1.10.4 Incendies et explosions
Cette norme ne traite pas des rejets de matières radioactives coïncidents avec et attribuables à des incendies ou des explosions. Cette norme ne traite pas des applications spéciales comme les actes malveillants.
1.10.5 Ouragans et tornades
Les conditions météorologiques violentes comme les ouragans et les tornades ne sont pas visées par cette norme. Ces conditions sont exclues parce qu’elles sont associées à des vents forts et à des champs de vent complexes qui entraînent une dispersion accrue et des concentrations plus faibles que par conditions météorologiques normales.

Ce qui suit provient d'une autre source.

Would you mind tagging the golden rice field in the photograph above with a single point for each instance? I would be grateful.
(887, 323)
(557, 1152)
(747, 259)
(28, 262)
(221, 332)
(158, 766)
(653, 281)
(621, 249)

1.10.6 Dispersions régionales et globales
Les dispersions régionales (méso-échelle) et globales sont exclues car il faut s’attendre à ce que les conséquences soient négligeables au-delà de 100 km. Cette norme met l’accent sur la dispersion locale (distances inférieures à 100 km).
1.10.7 Contaminants chimiques
Cette norme ne traite pas des contaminants non radioactifs ni de la toxicité attribuable aux radionucléides. Cette norme ne traite par conséquent pas des concentrations extrêmes comme paramètres ultimes ni de la chimie atmosphérique.

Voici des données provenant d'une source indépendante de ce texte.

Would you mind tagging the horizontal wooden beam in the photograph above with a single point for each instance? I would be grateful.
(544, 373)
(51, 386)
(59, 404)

Note : Les substances toxiques, corrosives ou nuisibles pour l’environnement sont des exemples de contaminants non radioactifs.
1.10.8 Voies d’ingestion
Les voies d’ingestion ne sont pas visées par cette norme.
1.10.9 Coûts incluant celui des interventions hors site
Cette norme ne traite pas des conséquences économiques, comme le coût de l’évacuation, du remplacement de la nourriture et de la remise en état éventuelle, associées à un accident nucléaire se produisant dans un réacteur nucléaire. La simulation des mesures de protection comme l’évacuation et la mise à l’abri de la population en cas d’urgence n’est pas visée par cette norme, mais le facteur de réduction de dose associé à l’occupation après un accident pourrait être pris en compte.
1.10.10 Logistique des mesures de protection
Bien que cette norme traite du calcul des doses pour la planification des mesures d’urgence, elle ne vise pas l’évaluation de la logistique des mesures de protection du public.
1.10.11 Biote non humain
Les doses et leurs effets sur le biote non humain ne sont pas visés par cette norme.
Note : Voir CSA N288.6 pour la dose et les effets sur le biote non humain pendant l’exploitation normale.
1.11 Terminologie
Dans cette norme, le terme « doit » indique une exigence, c’est-à-dire une prescription que l’utilisateur doit respecter pour assurer la conformité à la norme; « devrait » indique une recommandation ou ce qu’il est conseillé mais non obligatoire de faire; et « peut » indique une possibilité ou ce qu’il est permis de faire.
Les notes qui accompagnent les articles ne comprennent pas de prescriptions ni de recommandations. Elles servent à séparer du texte les explications ou les renseignements qui ne font pas proprement partie de la norme.
Les notes au bas des figures et des tableaux font partie de ceux-ci et peuvent être rédigées comme des prescriptions.
Les annexes sont qualifiées de normatives (obligatoires) ou d’informatives (facultatives) pour en préciser l’application.